There are two ways you might sell. The first uses a transactional sales approach in which the sales rep takes an order. After this initial transaction, the salesperson will need to acquire another order from that same client. In some cases, this transactional approach makes sense, but sometimes a company forces their team to use transactional approaches, even though it isn’t right for the sales organization or their clients.
The second sales approach is consultative, which typically results in the salesperson acquiring the client and all their orders for some period. The long-term nature of the sale places great responsibility on the consultative salesperson who won the deal.
Both transactional and consultative salespeople have relationships with their clients, but the nature of these relationships often differs. All salespeople can benefit from their relationship with the client. Some part of what salespeople sell is a relationship, and the following elements can help you establish one that will help you and your clients.
A Long-Term View of the Relationship
To acquire a client and all their orders, you need to start with a long-term view of your relationship with them. When we criticize transactional strategies, a major issue is the short-term view the salesperson takes when pursuing a client. You are better off using a consultative sales methodology and the value creation strategies that will position you as a potential long-term partner.
A first meeting is an audition. You are trying out to join your prospective client’s team. Your intention should be to sell the relationship once and own the client until for the rest of your career in sales.
The Gift of Time
A lot of leaders prioritize sales velocity, closing deals quickly. In sales, you can go no faster than your client. When you try to shorten the client’s decision-making process, you make it more difficult for them and increase your odds of losing the deal.
The amount of time your client gives you is a sign of how well you are doing. The more time they spend with you, the better your chances of winning. When a client is unwilling to give you time, you may be in trouble.
You might ask yourself how to acquire more of your prospective client’s time. This leads us into the next factor in selling the relationship.
The Value You Create
When we talk about creating value, we are describing how the client benefits from the sales conversation. This is not the value your company’s solution can create to improve the client’s business results. To win a deal, you must create value so the prospective client prefers to enter a relationship with you over your competitor. See: What Is Value Creation in B2B Sales?

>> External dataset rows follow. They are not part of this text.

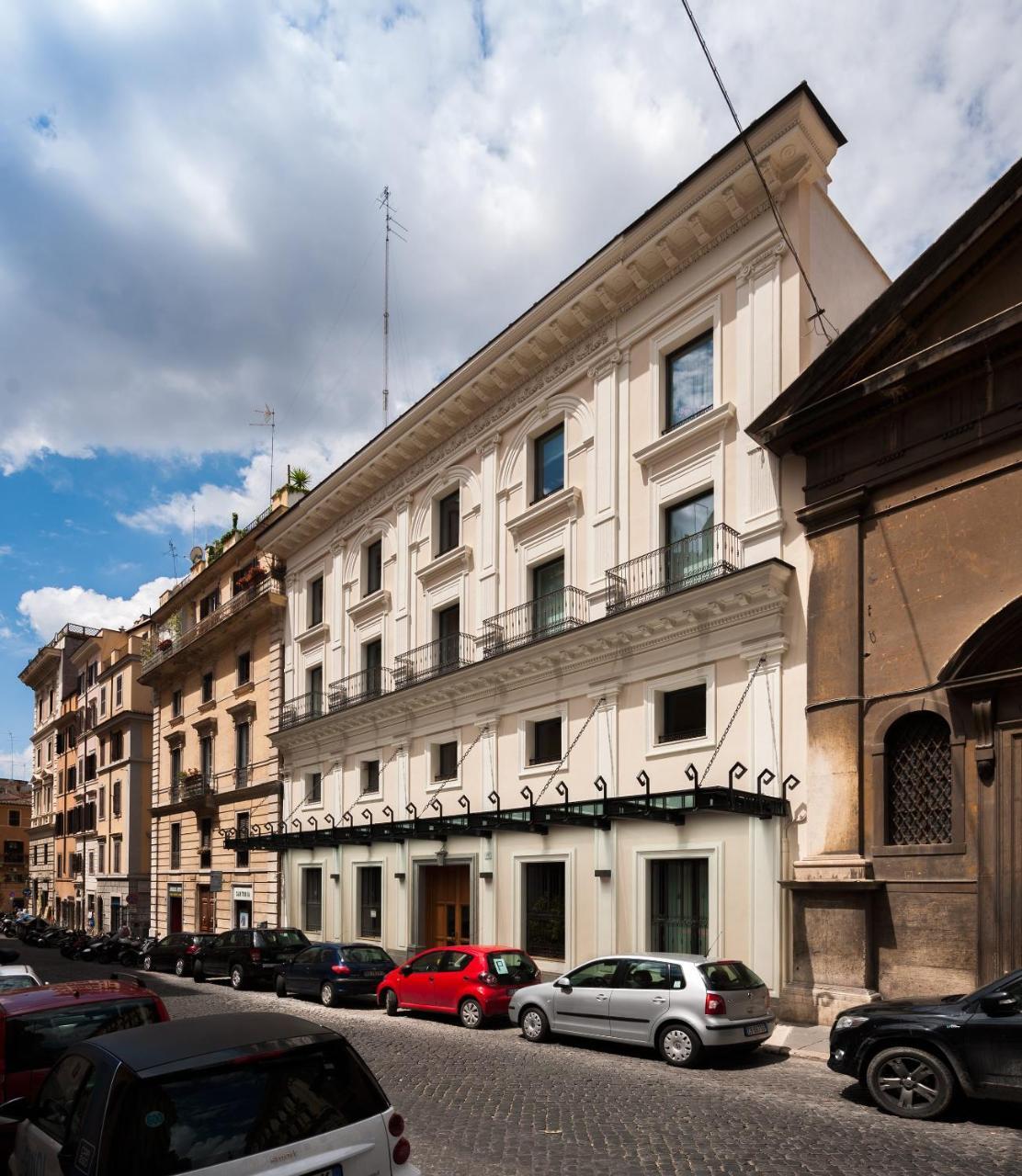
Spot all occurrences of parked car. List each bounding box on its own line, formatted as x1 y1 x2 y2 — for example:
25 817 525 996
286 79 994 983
0 963 42 992
0 1012 419 1176
376 945 539 1029
827 969 1022 1118
508 955 777 1067
275 944 396 1005
142 932 216 976
192 927 312 988
0 978 168 1171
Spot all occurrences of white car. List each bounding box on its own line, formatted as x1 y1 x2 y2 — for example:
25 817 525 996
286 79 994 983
0 1012 420 1176
508 954 777 1066
0 963 43 992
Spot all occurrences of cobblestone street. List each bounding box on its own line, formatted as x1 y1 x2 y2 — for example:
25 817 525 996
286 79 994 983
9 946 1022 1176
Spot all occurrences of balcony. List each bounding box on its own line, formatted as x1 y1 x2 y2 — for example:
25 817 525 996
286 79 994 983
171 772 216 805
483 587 589 658
327 665 394 711
139 575 285 684
607 524 742 615
394 633 475 690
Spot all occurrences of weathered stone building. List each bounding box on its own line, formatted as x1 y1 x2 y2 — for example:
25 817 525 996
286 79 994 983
752 153 1022 1020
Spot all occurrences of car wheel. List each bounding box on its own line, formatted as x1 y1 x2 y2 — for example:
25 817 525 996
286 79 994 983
656 1025 702 1067
458 996 484 1029
518 1004 551 1041
866 1046 955 1118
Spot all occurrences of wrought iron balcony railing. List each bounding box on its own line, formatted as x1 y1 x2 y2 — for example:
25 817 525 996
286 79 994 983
142 575 283 673
483 585 589 658
171 773 216 805
278 690 325 730
394 633 475 690
607 524 742 614
327 665 394 711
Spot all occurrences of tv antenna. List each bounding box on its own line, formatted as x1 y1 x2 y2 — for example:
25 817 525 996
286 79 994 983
376 187 408 429
248 404 277 503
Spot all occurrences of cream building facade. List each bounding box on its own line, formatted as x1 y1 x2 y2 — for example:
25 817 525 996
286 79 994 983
228 85 887 990
140 503 285 935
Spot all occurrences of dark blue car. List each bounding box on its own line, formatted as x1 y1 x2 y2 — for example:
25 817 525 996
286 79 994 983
277 944 396 1007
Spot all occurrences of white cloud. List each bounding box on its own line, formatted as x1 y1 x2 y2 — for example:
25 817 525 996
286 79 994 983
0 0 1022 477
17 576 174 641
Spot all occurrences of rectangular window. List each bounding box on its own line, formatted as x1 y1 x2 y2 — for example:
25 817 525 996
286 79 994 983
649 857 710 955
301 869 324 932
437 491 461 555
234 812 248 870
664 331 712 432
362 760 380 793
365 538 383 596
523 862 564 959
433 740 458 781
308 576 324 629
529 718 561 764
533 424 564 503
358 865 383 940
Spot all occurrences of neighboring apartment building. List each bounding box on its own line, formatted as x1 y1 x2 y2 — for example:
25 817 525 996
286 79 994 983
0 780 32 912
140 505 285 935
71 618 153 933
17 625 98 923
754 153 1022 1021
234 85 887 990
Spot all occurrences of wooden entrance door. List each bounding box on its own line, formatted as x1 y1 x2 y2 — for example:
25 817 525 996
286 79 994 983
420 865 471 948
980 722 1022 983
195 886 216 932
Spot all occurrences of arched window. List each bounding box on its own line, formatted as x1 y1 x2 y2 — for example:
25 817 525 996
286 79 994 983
883 710 953 845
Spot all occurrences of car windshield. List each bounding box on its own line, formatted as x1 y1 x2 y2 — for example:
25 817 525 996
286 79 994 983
0 971 39 992
5 1000 160 1074
341 948 392 967
102 1042 387 1176
698 959 763 992
485 952 539 984
259 930 310 948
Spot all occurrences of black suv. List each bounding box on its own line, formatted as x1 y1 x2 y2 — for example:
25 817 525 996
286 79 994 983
192 927 310 988
827 969 1022 1118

It is easy to build a relationship through value creation, but it takes time. The sales lemmings’ transactional approaches lead them to jump off the cliff of efficiency. They lack the concept of creating value for their client in the sales conversation.
If you are consultative and in possession of a modern sales approach and strategies, you need only worry about a competitor who has the approach and experience to compete with you. See Elite Sales Strategies: A Guide to Being One-Up, Creating Value, and Becoming Truly Consultative.
You and your team will need to deliver for your client if you want to sell the relationship. No matter how well you do in building the relationship, if you cannot provide the client what they need from you and your company, you will lose them.
One way to avoid this problem is to engage with the people who are responsible for delivering the results you sold the client. When possible, bring them into the sales conversation. You might also explain that you will have a learning curve and that you will make changes as you stand up the client’s solution.
Too many salespeople sell the client relationship and disappear. Without constant communication, you make it more difficult to sell and maintain the relationship. If you own the client, you want to work with your client on a cadence for communication.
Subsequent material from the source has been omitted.